VZAJEMNA HEALTH INSURANCE COMPANY, LJUBLJANA; Vzajemna is the first and the largest voluntary health insurance company in Slovenia. It was established on November 1, 1999 as a result of legal requirements for separating Voluntary Health Insurance and Compulsory Health Insurance. Today, Vzajemna already has over a million subscribers, and annual premium income of approximately EUR 233 million. The name Vzajemna (i. e. mutuality) drives from its basic operating principle, mutuality, which represents the oldest principle and form of organization in the insurance marketplace. Based on the principles of mutuality and long-term health security, Vzajemna facilitates timely and high-quality healthcare services for its subscriber members.

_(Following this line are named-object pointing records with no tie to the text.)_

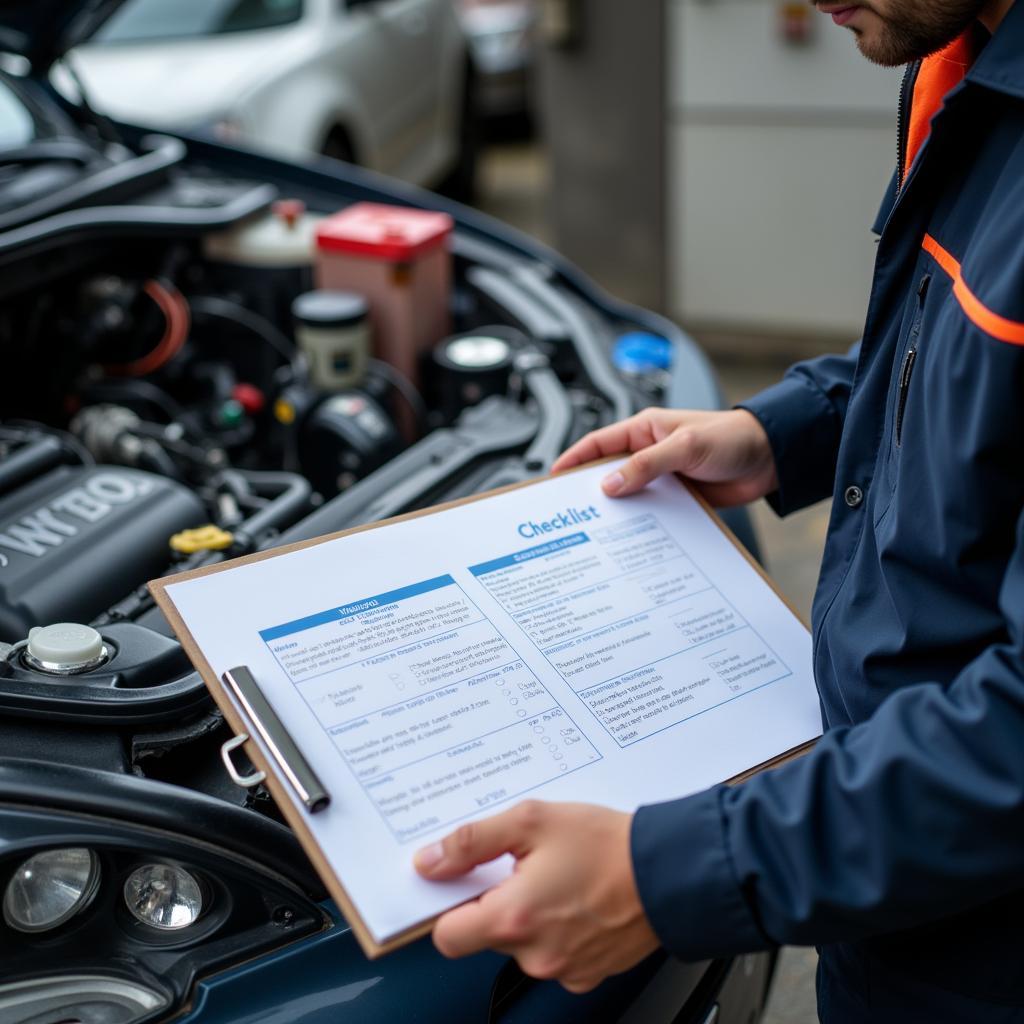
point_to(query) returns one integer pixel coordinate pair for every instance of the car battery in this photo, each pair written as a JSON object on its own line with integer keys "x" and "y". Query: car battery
{"x": 400, "y": 261}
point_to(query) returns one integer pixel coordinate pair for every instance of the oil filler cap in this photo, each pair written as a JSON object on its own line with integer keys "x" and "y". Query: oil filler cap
{"x": 65, "y": 648}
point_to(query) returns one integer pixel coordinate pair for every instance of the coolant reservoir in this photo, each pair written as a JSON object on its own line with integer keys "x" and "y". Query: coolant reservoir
{"x": 65, "y": 648}
{"x": 283, "y": 239}
{"x": 400, "y": 261}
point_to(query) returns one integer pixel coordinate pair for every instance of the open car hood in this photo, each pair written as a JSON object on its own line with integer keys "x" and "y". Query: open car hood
{"x": 43, "y": 31}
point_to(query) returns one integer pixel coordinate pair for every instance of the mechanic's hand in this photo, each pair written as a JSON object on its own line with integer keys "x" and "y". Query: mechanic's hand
{"x": 726, "y": 455}
{"x": 570, "y": 911}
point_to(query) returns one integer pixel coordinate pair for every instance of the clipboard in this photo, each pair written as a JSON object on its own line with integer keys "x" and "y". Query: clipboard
{"x": 278, "y": 762}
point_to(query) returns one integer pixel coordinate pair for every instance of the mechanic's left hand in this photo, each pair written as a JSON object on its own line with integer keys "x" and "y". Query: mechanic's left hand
{"x": 570, "y": 911}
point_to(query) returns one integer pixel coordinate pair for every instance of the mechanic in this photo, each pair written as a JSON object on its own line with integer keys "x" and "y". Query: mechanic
{"x": 897, "y": 845}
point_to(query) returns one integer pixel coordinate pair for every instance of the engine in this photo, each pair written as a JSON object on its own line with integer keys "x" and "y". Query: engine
{"x": 244, "y": 374}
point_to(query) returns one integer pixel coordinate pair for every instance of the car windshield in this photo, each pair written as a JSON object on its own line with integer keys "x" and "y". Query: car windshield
{"x": 143, "y": 20}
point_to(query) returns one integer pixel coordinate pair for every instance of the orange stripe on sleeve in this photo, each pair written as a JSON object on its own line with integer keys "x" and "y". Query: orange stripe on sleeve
{"x": 1012, "y": 332}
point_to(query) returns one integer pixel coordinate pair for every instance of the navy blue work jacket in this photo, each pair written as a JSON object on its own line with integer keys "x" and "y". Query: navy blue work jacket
{"x": 897, "y": 845}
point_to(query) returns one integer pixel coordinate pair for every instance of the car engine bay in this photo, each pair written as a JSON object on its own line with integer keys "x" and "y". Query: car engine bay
{"x": 169, "y": 402}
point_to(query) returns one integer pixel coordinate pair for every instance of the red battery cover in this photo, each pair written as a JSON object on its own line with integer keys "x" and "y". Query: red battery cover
{"x": 392, "y": 233}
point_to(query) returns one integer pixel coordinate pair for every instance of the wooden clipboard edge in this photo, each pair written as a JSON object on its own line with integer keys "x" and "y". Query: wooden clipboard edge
{"x": 158, "y": 588}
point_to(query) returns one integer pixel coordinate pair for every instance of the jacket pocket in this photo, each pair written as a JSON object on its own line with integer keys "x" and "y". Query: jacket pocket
{"x": 905, "y": 376}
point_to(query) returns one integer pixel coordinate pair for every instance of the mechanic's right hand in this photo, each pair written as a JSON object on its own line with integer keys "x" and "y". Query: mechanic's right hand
{"x": 726, "y": 455}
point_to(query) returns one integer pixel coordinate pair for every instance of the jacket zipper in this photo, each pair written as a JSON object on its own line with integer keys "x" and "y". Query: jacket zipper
{"x": 904, "y": 389}
{"x": 902, "y": 128}
{"x": 906, "y": 371}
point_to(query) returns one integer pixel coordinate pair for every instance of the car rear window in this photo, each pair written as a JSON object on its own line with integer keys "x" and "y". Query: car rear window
{"x": 143, "y": 20}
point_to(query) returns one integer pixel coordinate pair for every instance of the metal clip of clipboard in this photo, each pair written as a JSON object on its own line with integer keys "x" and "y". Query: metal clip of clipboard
{"x": 265, "y": 723}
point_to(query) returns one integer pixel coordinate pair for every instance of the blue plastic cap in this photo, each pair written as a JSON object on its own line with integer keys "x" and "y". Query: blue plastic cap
{"x": 640, "y": 352}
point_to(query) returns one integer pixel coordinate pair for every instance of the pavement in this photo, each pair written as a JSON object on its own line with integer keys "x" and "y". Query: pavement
{"x": 513, "y": 186}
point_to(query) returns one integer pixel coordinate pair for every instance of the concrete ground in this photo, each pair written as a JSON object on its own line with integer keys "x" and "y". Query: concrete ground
{"x": 513, "y": 187}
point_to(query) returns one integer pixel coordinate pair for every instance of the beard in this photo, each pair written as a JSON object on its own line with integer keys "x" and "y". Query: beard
{"x": 911, "y": 30}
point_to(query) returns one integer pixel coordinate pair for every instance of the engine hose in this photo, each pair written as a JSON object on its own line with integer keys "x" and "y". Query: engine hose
{"x": 290, "y": 502}
{"x": 554, "y": 411}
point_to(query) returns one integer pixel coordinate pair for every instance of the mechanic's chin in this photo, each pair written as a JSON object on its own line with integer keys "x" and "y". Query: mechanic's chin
{"x": 870, "y": 31}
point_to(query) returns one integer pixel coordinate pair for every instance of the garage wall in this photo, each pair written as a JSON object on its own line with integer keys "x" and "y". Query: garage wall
{"x": 778, "y": 154}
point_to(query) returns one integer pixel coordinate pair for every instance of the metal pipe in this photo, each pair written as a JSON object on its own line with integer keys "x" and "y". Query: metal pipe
{"x": 288, "y": 505}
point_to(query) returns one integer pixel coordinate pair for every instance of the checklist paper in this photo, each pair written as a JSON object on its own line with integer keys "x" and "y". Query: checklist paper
{"x": 545, "y": 642}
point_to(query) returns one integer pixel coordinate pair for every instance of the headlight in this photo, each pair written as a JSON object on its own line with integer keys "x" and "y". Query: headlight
{"x": 163, "y": 896}
{"x": 50, "y": 888}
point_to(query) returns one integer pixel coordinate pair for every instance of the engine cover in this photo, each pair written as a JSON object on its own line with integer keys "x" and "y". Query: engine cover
{"x": 75, "y": 541}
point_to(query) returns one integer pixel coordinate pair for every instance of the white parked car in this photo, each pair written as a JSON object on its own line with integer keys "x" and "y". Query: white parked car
{"x": 381, "y": 83}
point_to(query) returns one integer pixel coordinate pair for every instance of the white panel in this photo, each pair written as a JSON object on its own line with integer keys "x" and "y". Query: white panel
{"x": 730, "y": 53}
{"x": 770, "y": 226}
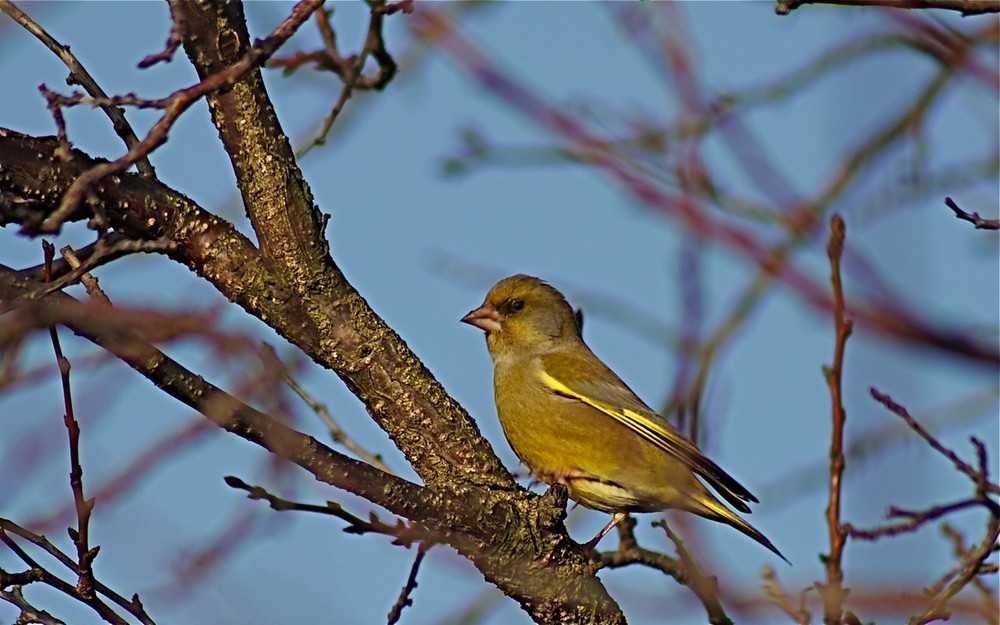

The main objective of Vzajemna is to look after the interests of its subscribers who are also its members, and to provide them with long-term and stable personal healthcare security. Vzajemna is a mutual insurance company, and therefore financial profit is not its main business or organizational goal. The total surplus accumulated by Vzajemna is intended for the benefit of its subscribers in the form of periodic bonus distributions, and for creating reserve funds to ensure Vzajemna's stable business operations and solvency on a long-term basis.
Types of Insurance
Voluntary Helath Insurance Scheme by Vzajemna:
• Complementary Health Insurance (coverage of co-payments) VzajemnaZdravje;
• Supplementary Health Insurance Schemes (A) and (B) VzajemnaZdravje+;
• Medical Assistance Abroad Vzajemna Tujina;
• Substitute Insurance (integration into compulsory health insurance scheme for foreigners).